If the lenders who are lining up to romance senior housing/healthcare borrowers have anything to say about it, 2016 should be a very good year for securing needed capital.
“There’s an abundance of capital available in what continues to be a very competitive marketplace,” says Cambridge Realty Capital Companies Chairman Jeffrey A. Davis.
Cambridge is one of the nation’s leading senior housing/healthcare lending specialists. Mr. Davis provides the following breakdown for lenders he believes will be active in 2016:
FHA-approved HUD funding programs will continue to have a major impact in the marketplace this year. As an exceptionally active first mortgage lender, HUD only approves insured loans for licensed facilities, primarily assisting stabilized skilled nursing homes and assisted living facilities. Last year HUD completed $2.7 billion in financings and is expected to remain equally aggressive in 2016.

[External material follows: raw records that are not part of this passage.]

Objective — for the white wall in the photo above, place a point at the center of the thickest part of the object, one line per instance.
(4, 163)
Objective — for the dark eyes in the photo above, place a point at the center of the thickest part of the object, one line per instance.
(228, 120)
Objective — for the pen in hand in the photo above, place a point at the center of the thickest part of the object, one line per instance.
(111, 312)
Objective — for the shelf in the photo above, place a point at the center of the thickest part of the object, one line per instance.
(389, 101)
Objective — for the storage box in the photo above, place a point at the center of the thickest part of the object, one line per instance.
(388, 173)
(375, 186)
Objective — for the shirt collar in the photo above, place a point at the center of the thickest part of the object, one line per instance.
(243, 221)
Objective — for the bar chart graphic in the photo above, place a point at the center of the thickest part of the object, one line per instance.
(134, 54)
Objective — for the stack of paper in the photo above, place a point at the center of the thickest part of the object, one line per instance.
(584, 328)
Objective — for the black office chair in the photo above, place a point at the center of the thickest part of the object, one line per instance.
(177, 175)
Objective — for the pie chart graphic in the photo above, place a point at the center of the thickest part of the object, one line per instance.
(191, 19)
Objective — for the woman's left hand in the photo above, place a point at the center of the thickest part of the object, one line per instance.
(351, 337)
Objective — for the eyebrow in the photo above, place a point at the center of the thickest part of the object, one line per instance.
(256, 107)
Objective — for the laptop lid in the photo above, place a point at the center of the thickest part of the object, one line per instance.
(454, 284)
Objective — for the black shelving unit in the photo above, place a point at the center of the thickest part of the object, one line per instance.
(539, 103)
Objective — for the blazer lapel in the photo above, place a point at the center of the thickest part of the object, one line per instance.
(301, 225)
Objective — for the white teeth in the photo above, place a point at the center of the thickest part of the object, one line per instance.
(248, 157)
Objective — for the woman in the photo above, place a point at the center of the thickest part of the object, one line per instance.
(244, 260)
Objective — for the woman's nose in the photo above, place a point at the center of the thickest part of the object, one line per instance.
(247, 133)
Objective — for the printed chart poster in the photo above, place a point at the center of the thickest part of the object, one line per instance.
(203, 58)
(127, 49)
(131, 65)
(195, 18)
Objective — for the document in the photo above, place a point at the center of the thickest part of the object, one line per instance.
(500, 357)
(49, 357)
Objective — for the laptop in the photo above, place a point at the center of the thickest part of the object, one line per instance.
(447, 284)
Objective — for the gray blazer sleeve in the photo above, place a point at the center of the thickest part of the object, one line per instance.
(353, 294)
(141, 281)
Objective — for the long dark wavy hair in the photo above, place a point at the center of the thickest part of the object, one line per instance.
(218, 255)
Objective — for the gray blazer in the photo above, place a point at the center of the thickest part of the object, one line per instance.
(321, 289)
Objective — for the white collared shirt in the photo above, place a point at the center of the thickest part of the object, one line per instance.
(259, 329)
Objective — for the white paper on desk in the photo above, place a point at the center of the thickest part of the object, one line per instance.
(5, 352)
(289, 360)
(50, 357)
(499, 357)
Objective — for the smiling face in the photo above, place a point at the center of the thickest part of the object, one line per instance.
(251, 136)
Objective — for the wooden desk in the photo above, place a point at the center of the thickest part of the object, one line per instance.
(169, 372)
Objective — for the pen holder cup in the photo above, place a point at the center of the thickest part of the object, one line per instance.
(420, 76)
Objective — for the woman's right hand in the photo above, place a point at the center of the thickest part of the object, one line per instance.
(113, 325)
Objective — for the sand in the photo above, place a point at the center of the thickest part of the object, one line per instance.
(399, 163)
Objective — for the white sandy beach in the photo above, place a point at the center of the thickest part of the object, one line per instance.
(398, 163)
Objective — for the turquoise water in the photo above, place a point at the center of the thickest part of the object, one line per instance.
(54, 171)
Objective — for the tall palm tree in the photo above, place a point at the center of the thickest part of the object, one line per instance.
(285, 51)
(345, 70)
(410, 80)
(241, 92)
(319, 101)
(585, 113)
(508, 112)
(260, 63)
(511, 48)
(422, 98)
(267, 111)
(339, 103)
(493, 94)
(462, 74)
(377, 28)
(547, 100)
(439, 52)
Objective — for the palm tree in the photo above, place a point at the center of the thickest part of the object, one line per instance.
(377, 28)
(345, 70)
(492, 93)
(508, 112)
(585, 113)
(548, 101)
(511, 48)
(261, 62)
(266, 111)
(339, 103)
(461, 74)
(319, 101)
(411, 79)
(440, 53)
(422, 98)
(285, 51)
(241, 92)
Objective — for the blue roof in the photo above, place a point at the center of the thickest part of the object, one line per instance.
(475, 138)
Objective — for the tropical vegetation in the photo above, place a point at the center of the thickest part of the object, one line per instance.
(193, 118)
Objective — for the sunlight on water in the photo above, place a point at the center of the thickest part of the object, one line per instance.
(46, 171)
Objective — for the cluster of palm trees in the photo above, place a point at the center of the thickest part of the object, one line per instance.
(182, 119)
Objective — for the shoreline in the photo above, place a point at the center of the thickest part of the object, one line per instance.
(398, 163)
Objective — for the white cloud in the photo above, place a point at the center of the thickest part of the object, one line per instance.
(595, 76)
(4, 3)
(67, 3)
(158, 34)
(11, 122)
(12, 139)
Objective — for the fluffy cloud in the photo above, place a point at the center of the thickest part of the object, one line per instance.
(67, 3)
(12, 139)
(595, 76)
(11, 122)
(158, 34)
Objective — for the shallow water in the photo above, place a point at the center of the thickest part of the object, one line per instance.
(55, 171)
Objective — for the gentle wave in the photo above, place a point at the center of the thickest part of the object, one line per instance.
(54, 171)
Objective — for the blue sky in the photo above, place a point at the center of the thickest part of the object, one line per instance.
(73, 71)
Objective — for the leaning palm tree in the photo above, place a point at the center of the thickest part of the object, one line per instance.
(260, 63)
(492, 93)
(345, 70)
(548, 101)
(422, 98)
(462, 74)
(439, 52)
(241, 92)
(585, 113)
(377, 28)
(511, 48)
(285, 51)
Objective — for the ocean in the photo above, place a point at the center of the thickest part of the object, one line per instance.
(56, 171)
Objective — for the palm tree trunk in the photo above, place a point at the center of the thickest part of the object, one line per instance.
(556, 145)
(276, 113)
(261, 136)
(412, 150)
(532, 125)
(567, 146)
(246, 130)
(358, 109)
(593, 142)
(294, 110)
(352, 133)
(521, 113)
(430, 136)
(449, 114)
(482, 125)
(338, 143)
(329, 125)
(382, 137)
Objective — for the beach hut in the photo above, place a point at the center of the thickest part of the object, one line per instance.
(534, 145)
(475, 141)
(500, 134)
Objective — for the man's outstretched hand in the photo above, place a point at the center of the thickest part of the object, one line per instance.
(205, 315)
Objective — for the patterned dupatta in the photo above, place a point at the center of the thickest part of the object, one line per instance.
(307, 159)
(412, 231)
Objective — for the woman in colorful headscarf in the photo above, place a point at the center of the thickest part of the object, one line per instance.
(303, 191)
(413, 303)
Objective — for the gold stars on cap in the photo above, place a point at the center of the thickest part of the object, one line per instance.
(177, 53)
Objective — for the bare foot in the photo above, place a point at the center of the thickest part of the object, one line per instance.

Generally speaking, community banks view senior housing properties similar to the way they view commercial real estate. They put a heavy emphasis on who the borrower is. Although their senior housing expertise is not broad-based, they have had good success working with local customers.
Regional banks have a much broader platform than community banks. Primarily, these bankers are actively lending on senior housing and long-term care facilities and typically have dedicated units that lend in this area.
These bankers target senior housing and long-term care as part of their national healthcare lending program. National bankers have been lending on senior housing for quite some time and will once again be active in 2016.
Freddie Mac/Fannie Mae
Although not as active as several years ago, these government conservatorships continue to aggressively participate in senior housing, focusing on independent living and assisted living properties and passing on skilled nursing homes.
Apparently, insurance companies are beginning to more actively test the waters on independent living and assisted living properties.
Credit companies have been active participants in senior housing and long-term care at all levels. Historically, the most active player in the market was GE Capital, which was purchased by Capital One in the final quarter of 2015.
Equity investors remain quite active in senior housing and long-term care. This includes local private equity groups, high net worth family offices, syndicators, private REITS, institutional equity and other variations.